Psychological distress increases needle sharing among cocaine users: Results from the COSMO study
Lévesque, Annie; Bruneau, Julie; Jutras-Aswad, Didier; Bertrand, Karine; Chanut, Florence; Dufour, Magali; Lespérance, François; Perreault, Michel; Vaillancourt, Éric; Roy, Élise
Objective: Cocaine use and mental health disorders have both been separately identified as risk factors for blood borne virus infection. However, the contribution of specific underlying aspects of mental health to risks is not well documented. The aim of this study was to examine the association between psychological distress and risk behaviors for HIV and Hepatitis C infection among cocaine users. Methods: Individuals who either smoked or injected cocaine were recruited in community-based and addiction treatment programs located in downtown Montreal. Participants were asked to complete an interviewer-administered questionnaire assessing psychological distress based on the Kessler scale (K10). Three-month risk behaviors outcomes included drug injection material sharing (needle, dilution water, cooker, filters, backloading, frontloading or wash), and smoking equipment sharing.
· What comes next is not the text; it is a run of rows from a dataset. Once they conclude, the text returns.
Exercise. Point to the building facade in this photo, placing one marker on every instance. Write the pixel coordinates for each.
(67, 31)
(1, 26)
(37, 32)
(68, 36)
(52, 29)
Socio-demographic data, severity of cocaine dependence and other substances use information were also collected. Statistical analyses were conducted using logistic regression. Results: Severe psychological distress was reported by 202 (34.3%) out of 589 participants (86.2% male; 76.6% ≥ 30y.o.). The prevalence of sharing was: 14.8% for needles, 24.9% for other injection equipment (378 injectors) and 68.3% for smoking material (508 smokers). Multivariate analysis showed that injectors with severe psychological distress were more likely to report needle sharing (Adjusted Odds Ratio (AOR): 2.1, 95% CI: 1.1-3.8). No significant association was found between K10 score and sharing of other paraphernalia. Conclusion: Severe psychological distress increases the risk of needle sharing, a major risk factor for HIV and HCV infection, but not sharing of other paraphernalia. These results suggest differential psychological mechanisms according to sharing practices. They also support the importance of screening for psychological distress in order to implement adequate preventive interventions aimed at cocaine users.